Summary Review/Effective Practice and Organisation of Care

Evidence-Based Dentistry (2013) 14, 36-37. doi:10.1038/sj.ebd.6400926

Evidence of improved access to dental care with direct access arrangements

Question: What is the evidence for the benefits and risks of introducing direct access to DCPs for patients, into dentistry in the United Kingdom?

Nicola P T Innes1 and Dafydd J P Evans1

1University of Dundee, Unit of Dental and Oral Health, Park Place, Dundee, Scotland, UK

Turner S, Tripathee S, MacGillvray S. Benefits and risks of direct access to treatment by dental care professionals: A rapid evidence review. Final Report to the General Dental Council. (available on-line version of literature review on direct access.pdf).

Address for correspondence Steven Turner, Dental Health Services Research Unit, University of Dundee. E mail:



Data sources


Medline, CINAHL, PsycINFO, SCI, SSCI, Cochrane Database of Systematic Reviews, Business Source Premier, Google scholar.

Study selection


Primary or secondary reports and studies, published in English, after 1993, likely to include data relevant to direct access, report on empirical data relating to the operation of that system.

Data extraction and synthesis


After initial screening, titles and abstracts were assessed by two reviewers, and disagreements resolved by the third. Full texts of these eligible ones were then assessed by the team until consensus reached. Data extraction by one reviewer was checked by a second and disagreements resolved by discussion with the third. Study quality was assessed through reference to CASP or SIGN checklists. Descriptive analyses and synthesis of findings were given.

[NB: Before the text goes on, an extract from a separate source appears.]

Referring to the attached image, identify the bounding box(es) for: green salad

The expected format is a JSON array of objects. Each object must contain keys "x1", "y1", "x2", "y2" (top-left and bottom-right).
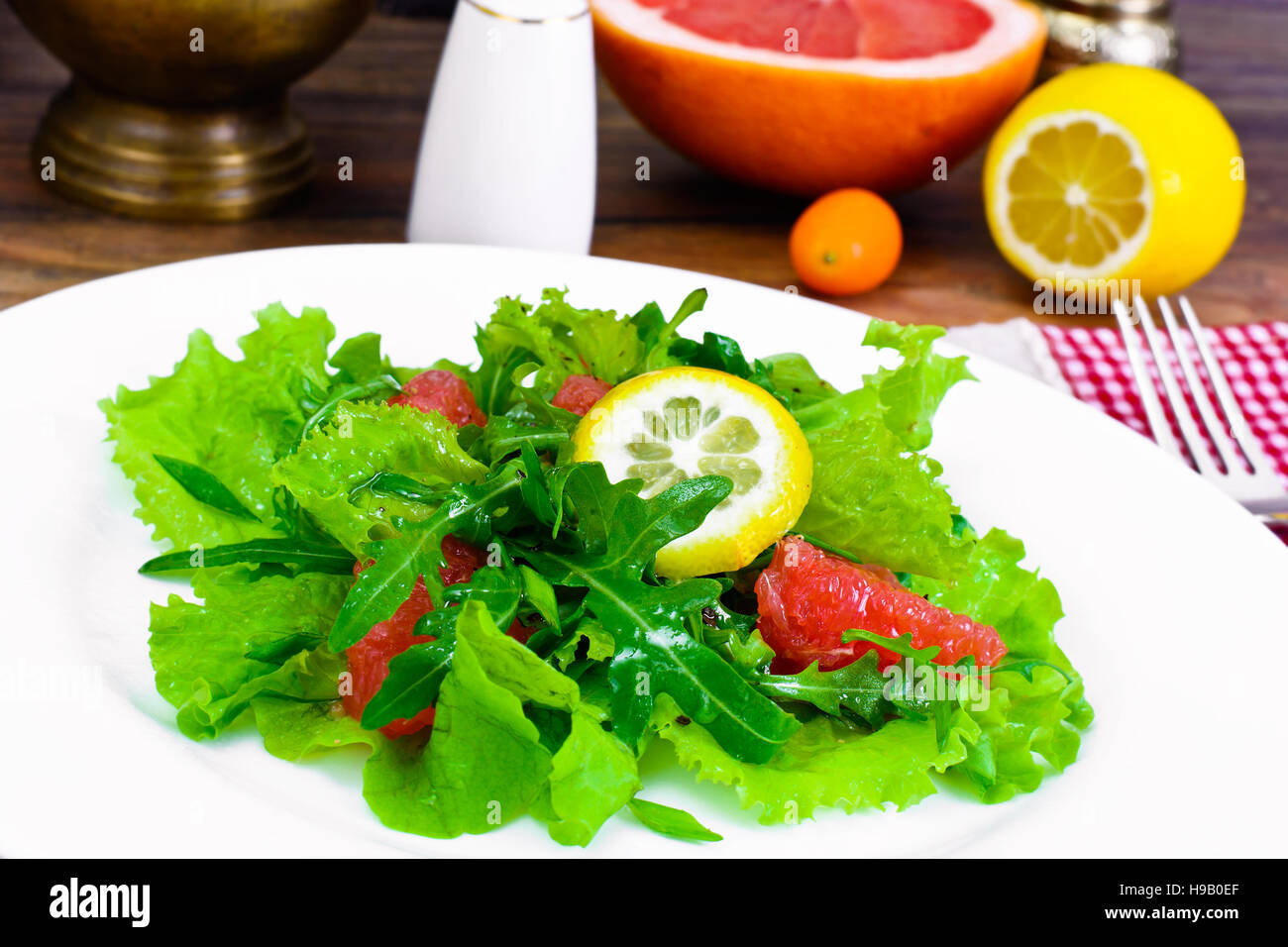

From the 1,733 studies yielded from the search, over 100 research dental and other health-related papers were identified as relevant. Thirty-five studies were eligible for inclusion under dental health care direct access and 57 under non-dental health care direct access literature. The quality of the evidence was varied but on the whole assessed as moderately good quality.

There was no evidence of increased risk to patient safety in any of the included seven studies. Four studies on appropriateness of DCP referrals reported a high proportion of over-referral, one study found under-referral and one good agreement regarding referral decisions.

Six of the seven studies looking at DCPs' knowledge or support to patients for smoking cessation, diabetes, child abuse and domestic violence found deficiencies in DCPs' knowledge or support to patients, but these studies didn't have evidence to suggest how this compared to dentists.

Increasing access to dental therapists and hygienists (whether indirect, general or without supervision of a dentist) according to ten studies, resulted in greater access to and use of dental services by underserved populations. Three studies suggested variable and, at most, modest cost savings to patients and service providers. High levels of patient satisfaction were found in all eight studies reporting this, and DCP job satisfaction was reported to be higher with direct access.



Although over-referral of patients to dentists was suggested and a need for training on assessment and referral skills, there was no evidence of significant issues of patient safety from the clinical activities of DCPs. There was strong evidence of improved access to dental care with direct access arrangements, cost benefits to patients/service providers and high levels of patient satisfaction.